Muy buenas!  Veréis, tengo un problemilla.  Resulta que necesito un programa que haga lo siguiente:  Yo introduzco una tabla de verdad y con esos datos que el programa me dibuje el tipo de circuito que tengo (combinación de puertas lógicas). ¿Existe este programa?  Es que todo lo que he encontrado es software para dibujar puertas lógicas.  Soy químico y no entiendo mucho del tema, pero lo necesito para un trabajo que tengo que hacer.

Muchas gracias!


----------



## EinSoldiatGott (Mar 12, 2006)

Totemon dijo:
			
		

> Muy buenas!  Veréis, tengo un problemilla.  Resulta que necesito un programa que haga lo siguiente:  Yo introduzco una tabla de verdad y con esos datos que el programa me dibuje el tipo de circuito que tengo (combinación de puertas lógicas). ¿Existe este programa?  Es que todo lo que he encontrado es software para dibujar puertas lógicas.  Soy químico y no entiendo mucho del tema, pero lo necesito para un trabajo que tengo que hacer.
> 
> Muchas gracias!



A eso se le llama simplificación de diagramas por mapas de karnaugh, y es de lo más sencillo de entender, también que si quier pues que un programa se lo haga, tal vez lo pueda hayar con se nombre.

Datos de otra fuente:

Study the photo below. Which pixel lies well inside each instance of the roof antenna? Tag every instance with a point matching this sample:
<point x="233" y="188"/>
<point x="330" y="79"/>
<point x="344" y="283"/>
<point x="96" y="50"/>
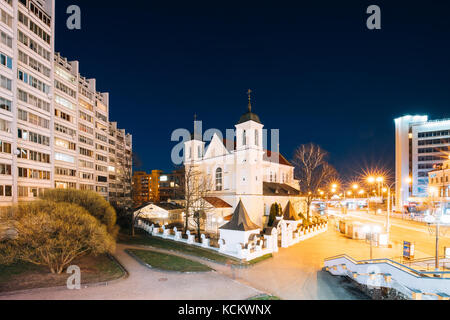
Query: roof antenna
<point x="249" y="100"/>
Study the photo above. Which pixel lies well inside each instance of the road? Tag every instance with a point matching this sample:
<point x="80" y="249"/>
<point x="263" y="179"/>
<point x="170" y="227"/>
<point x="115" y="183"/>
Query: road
<point x="404" y="230"/>
<point x="293" y="273"/>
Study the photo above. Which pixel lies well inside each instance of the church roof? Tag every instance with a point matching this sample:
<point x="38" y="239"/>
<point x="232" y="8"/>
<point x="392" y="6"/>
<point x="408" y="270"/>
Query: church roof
<point x="217" y="202"/>
<point x="240" y="221"/>
<point x="281" y="159"/>
<point x="279" y="189"/>
<point x="249" y="116"/>
<point x="289" y="212"/>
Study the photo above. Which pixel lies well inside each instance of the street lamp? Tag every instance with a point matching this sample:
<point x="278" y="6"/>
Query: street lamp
<point x="371" y="229"/>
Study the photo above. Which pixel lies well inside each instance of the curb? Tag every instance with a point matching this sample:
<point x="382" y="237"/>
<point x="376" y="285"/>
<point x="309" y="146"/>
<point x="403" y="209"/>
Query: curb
<point x="82" y="286"/>
<point x="161" y="270"/>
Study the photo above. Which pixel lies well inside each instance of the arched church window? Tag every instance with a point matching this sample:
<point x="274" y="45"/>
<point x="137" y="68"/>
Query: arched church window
<point x="219" y="179"/>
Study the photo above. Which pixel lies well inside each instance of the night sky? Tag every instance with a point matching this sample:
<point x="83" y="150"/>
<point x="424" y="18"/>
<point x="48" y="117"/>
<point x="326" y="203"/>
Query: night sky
<point x="317" y="73"/>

Sabe que el programa no estaría tan difícil, serían una base de comparaciones y complementaciones, me agradó la idea de tener un programa que hiciera ese trabajo, si supiera usar basic lo haría pero solo se usar C y no le se a la parte gráfica. Tal vez pueda hacer uno que solo muestre el resultado en la expresión boleana. 

Veré si en estas vacaiones tengo tiempo.

Saludos y suerte en su búsqueda

************
EDIT

Encontré Uno que parece ser bueno

http://files.filefront.com/BOOLE_SPzip/;4873861;;/fileinformación.html

Saludos


----------